Quindi i suoi ragazzi la chiamano coach?

«No, in realtà mi chiamano tutti mister, ma non mi interessa. Mi danno tutti del lei e questa per me è la cosa più importante. Al primo posto c’è il rispetto».

Non le manca la personalità. Comunque, essere l’unica donna che allena i maschi in Italia un po’ la emoziona?

«Da una parte mi inorgoglisce, dall’altra mi fa rabbia che se ne parli come una notizia clamorosa perché vuol dire che siamo un Paese ancora molto indietro come mentalità, che vede nella donna allenatrice di calcio una cosa inusuale, che fa clamore».

Il Pontedera nell’estate scorsa le ha affidato la panchina della Primavera. Ci può raccontare il momento in cui è stata convocata negli uffici della società per comunicarle il nuovo incarico?

«In realtà è nato tutto quasi per caso. Dobbiamo fare un passo indietro».

E allora facciamolo. Racconti pure.

«Nel 2019 ho fatto l’ultimo anno di Serie A con il Sassuolo da calciatrice e avevo deciso di chiudere la carriera. Poi mi ha chiamata mister Renzo Ulivieri, quando allenava il Pontedera femminile, e mi ha convinta a rimettermi gli scarpini. In granata ho giocato tre campionati, uno di Serie B e due Serie C. La scorsa stagione ero infortunata quando mister Tarabusi rassegnò le dimissioni a tre giornate dalla fine del campionato. Eravamo in zona retrocessione e la società decise di dare a me la panchina per il finale di stagione».

E com’è andata?

«Siamo riuscite a salvarci. Un’emozione incredibile. Dopo quell’impresa la società mi ha comunicato la volontà di affidarmi la panchina della Primavera e ho accettato subito».

Com’è stato il suo percorso verso la panchina? Al corso per allenatori a Coverciano era l’unica donna?

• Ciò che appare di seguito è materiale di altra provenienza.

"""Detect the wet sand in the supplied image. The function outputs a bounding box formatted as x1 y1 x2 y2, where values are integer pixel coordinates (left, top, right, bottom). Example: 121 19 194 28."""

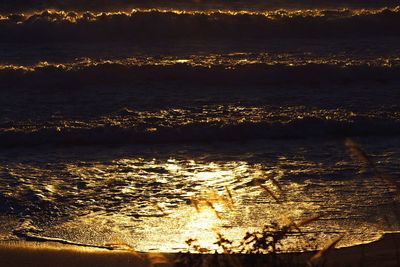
0 233 400 267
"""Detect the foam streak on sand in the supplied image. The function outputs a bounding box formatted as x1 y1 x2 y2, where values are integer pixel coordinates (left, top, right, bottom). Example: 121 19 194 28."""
0 234 400 267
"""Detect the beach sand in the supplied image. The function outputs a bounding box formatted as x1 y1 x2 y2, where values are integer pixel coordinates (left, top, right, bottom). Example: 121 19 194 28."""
0 233 400 267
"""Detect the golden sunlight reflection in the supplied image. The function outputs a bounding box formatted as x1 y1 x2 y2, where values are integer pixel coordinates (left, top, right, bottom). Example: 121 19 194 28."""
5 155 387 252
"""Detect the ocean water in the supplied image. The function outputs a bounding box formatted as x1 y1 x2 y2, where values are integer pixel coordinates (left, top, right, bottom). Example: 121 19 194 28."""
0 0 400 251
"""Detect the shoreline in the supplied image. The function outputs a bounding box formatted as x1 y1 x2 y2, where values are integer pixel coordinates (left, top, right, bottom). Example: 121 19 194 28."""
0 233 400 267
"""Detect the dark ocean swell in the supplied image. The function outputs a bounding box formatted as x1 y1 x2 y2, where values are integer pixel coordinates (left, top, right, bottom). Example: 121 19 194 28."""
0 7 400 43
0 0 399 13
0 63 400 90
0 117 400 147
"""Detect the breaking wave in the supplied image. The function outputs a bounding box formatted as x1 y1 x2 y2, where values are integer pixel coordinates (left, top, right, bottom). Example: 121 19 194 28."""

«No, eravamo in due. In mezzo a quaranta uomini».

E il rapporto con i colleghi com’è? Come reagiscono quando vedono una donna sull’altra panchina?

«Sono tutti estremamente gentili e corretti, non ho notato atteggiamenti particolari nei miei confronti».

Quali sono i suoi principi tattici?

«Ho appena iniziato e quindi è presto per delineare un mio credo tattico vero e proprio. Diciamo che ho iniziato la stagione con il modulo 4-3-1-2, ma poi ho cambiato passando al 3-5-2. Mi piace portare molti giocatori nella metà campo e nell’area avversarie. Voglio una squadra propositiva e coraggiosa».

Il suo sogno? Dove vuole arrivare coach Iannella?

«Ad allenare in Inghilterra. Maschile o femminile non è importante, quello che conta è misurarmi con una realtà estera. La distanza non mi spaventa. Io sono di Shangai, mi adatto a ogni situazione».